A late harvest – picking at Carter’s Vineyards

While many of us office-bound workers may have complained about the awful weather this year, the ones truly suffering have been producers. Poor harvests, blight, failed crops, disease and distempter – it’s been a fairly horrendous year all around.

So it was with dreadful irony that the sun shone bright and the weather was fine for our trip yesterday to Carter’s Vineyards, in Boxted near Colchester. Each year the vineyard is opened up for willing volunteers to try their hand at grape picking – we noticed it on the vineyard’s twitter account (@CartersVineyard), and as we have tried their wines in the past, thought it would be a great thing to try out. Over two weekends the volunteers are given a quick introduction to the grapes – what to pick, what to leave, which vines to avoid because of disease – and – equipped with gloves, secateurs and a few boxes – let loose to wreak havoc.

A muddy track leading to the vineyard

Heading off to the vines

It’s an incredibly brave thing to do really – amateurs hacking at carefully cultivated vines, selecting with an inexperienced eye the grapes we think are needed – and I have to praise Carter’s massively for letting people do it. It’s especially brave given the poor conditions this year – the harvest will be smaller, later than usual, and with some vines quite badly affected by disease and the dreadful summer.

We started on Saturday working on Bacchus vines – a variety that produces a lovely dry white that we’ve enjoyed before. The sun was bright, and the work hard – picking through tangled vines looking for grapes that met the required standard isn’t easy – but the fresh air and good company made the experience really quite special. It’s an incredibly therapeutic activity, and does make you feel far more in touch with the wine that ends up in the rack (well, until it’s uncorked and rapidly glugged).

Rows of vines of Baccus graps

Bacchus vines under the clear blue sky

Box of freshly cropped Baccus grapes

Lucy’s crop

We broke for refreshments after a couple of hours working on the stronger growing vines, getting to enjoy coffee and biscuits in the sun, accompanied by the very friendly Ruby – who took a particular shine to Lucy!

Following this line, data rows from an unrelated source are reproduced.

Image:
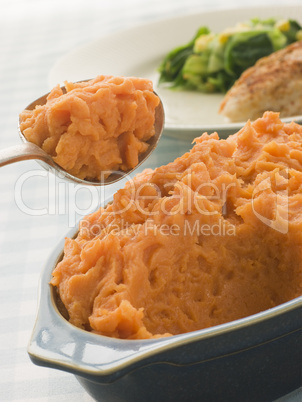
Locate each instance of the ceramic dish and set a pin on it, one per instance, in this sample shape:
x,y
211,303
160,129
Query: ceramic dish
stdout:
x,y
257,358
138,52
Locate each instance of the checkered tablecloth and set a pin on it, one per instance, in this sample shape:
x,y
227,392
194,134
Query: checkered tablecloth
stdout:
x,y
36,208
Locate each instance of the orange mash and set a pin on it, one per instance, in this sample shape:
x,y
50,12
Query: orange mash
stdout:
x,y
96,126
212,237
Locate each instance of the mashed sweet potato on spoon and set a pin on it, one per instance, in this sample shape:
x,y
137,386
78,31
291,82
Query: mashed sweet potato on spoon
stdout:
x,y
212,237
96,127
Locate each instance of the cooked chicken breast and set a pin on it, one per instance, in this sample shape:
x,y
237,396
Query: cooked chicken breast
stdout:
x,y
273,83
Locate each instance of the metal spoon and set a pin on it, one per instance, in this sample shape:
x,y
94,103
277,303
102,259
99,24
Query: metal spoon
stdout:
x,y
28,150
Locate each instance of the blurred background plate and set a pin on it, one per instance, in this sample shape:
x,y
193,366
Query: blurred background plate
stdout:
x,y
138,51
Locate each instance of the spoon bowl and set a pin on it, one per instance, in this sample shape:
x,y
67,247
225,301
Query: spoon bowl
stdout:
x,y
28,150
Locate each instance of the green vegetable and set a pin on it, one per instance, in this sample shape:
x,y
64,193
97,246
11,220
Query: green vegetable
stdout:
x,y
212,62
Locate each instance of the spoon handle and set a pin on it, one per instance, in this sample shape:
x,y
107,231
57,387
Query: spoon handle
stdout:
x,y
23,152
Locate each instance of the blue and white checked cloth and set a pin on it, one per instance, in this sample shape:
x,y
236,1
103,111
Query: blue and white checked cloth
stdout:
x,y
36,210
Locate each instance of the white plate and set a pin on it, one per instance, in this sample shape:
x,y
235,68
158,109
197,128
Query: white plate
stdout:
x,y
138,52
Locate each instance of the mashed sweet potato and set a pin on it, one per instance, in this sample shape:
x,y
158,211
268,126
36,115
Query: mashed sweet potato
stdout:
x,y
214,236
96,126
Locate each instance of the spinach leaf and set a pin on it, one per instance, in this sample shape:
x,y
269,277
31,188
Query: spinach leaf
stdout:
x,y
243,50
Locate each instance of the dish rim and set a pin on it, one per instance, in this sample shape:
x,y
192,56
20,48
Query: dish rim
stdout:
x,y
49,318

Dog sitting on a lap in the sun

Making friends on the terrace

Back out on the vines, we then worked on the areas more badly affected by the weather. The work here was a lot harder, with the amount of suitable fruit falling dramatically. We got a fair amount off, but it was clearly a bad year for this variety. I just hope we got enough healthy fruit to allow Carter’s to produce a good quantity of this Bacchus wine this year – it really is a very nice drop.

Man picking grapes from vines

Peering through the vines

Before we broke for the day we did a little work on some red vines – I can’t for the life of me remember what variety they were, but I can say – I wish we’d started on them earlier! They were much healthier, and far easier to pick. While the vines were thicker and hardier, the grapes were easier to spot, were bunched much more generously, and their health was far more easily judged. Will definitely have to give some of the 2012 red a try when it’s released!

Red grapes on the vine

Red grapes are definitely easier to spot

We finished off the day with a lovely late lunch on the sunny terrace of the tasting barn, chatting with our fellow pickers and having our random questions answered by the owner, who was incredibly friendly and very grateful.

I can’t recommend the activity more, and strongly suggest you give it a go. There are more vineyards than you might think in the UK, and many of them do similar events. See if there’s one near you!

I’d also like to thank Carter’s for allowing us bumbling amateurs to have a go – it was great fun, and if they’ll have us again, we’ll be back next year!